A playable Jungle table
This tutorial isn’t about how to make terrain; it is about what to make to get the best results. It is about finding that balance between playability and realism. Everybody has their own idea of what makes a fun gaming table. I like the look of a jungle or wooded table, but they can be a bit difficult to play on sometimes. So, how do you get it to look like a jungle and still have room to move your army around in it?
After many years of getting it wrong I think that I have finally got it right. It is all about tricking the eye into seeing something that isn’t really there. When you paint a miniature you want it to stand out. When you make a piece of vegetation you want the opposite. You want it to blend in with the other plants and look like it belongs with them. You have to make it appear to be a dense jungle while still leaving enough room to play in.
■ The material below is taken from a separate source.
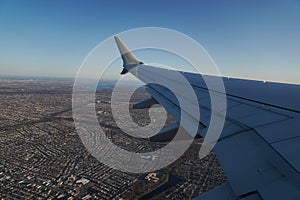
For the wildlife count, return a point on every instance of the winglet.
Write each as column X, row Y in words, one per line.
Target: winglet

This can be very hard to do but I think that I have solved the problem.
I call it “the rule of three,” and here is how it works.
Rule 1, start with color; you should use at least three shades of the same color when making your plants. The more shades you use the better, but three is the minimum to make it look natural. That means three shades in one plant if possible, or three different plants if not.
Rule 2, type of plant, again you need at least three different types of plants to make it look natural. Nothing surprising in those first two, you have probably been doing them already.
Rule 3, is the game changer. I now make my plants in three different sizes. Each size of plant does something different, but needs the others to look right.
The first size is the large one or more commonly known as trees. I have found that they work best if you can fit a miniature underneath then. I now make my trees so that I can fit a fist underneath the branches. With this system you can get away with a surprisingly small number of these.
The next size is the medium, or more commonly known as bushes. These generally range in size from one to three times the height of a miniature. Again nothing surprising, you already probably have plants that fall into these first two categories.
The last size is the small one, the ground cover or grasses. This is what makes it playable and look natural at the same time. These should ideally be about knee high on a miniature, but anything from ankle to head height will work. The idea is to keep them small enough that they don’t get in the way of playing the game.
The small size ones are what give the patch of vegetation its full look. As you can see in this picture with the small size ones removed, the forest just doesn’t look very full. They make the forest appear to be dense while actually leaving room for you to maneuver. The only time they should ever get in the way is when a model needs to move to that exact location. In which case you just push it to the side and continue moving the miniature.
The medium ones are there to bridge the gap in sizes. When you remove them the forest looks very unnatural. Again when they get in the way, just move them to the side, and continue playing.
The large ones are the only ones that need to remain in place as per the Fifth Edition rules.
I like to make my vegetation out of soft materials, such as silk flowers, yarn, and pipe cleaners. Not only are these materials very cheap, but they tend to hold up better when vehicles and monstrous creatures are around. For some reason everyone seems to enjoy driving tanks over the top of things.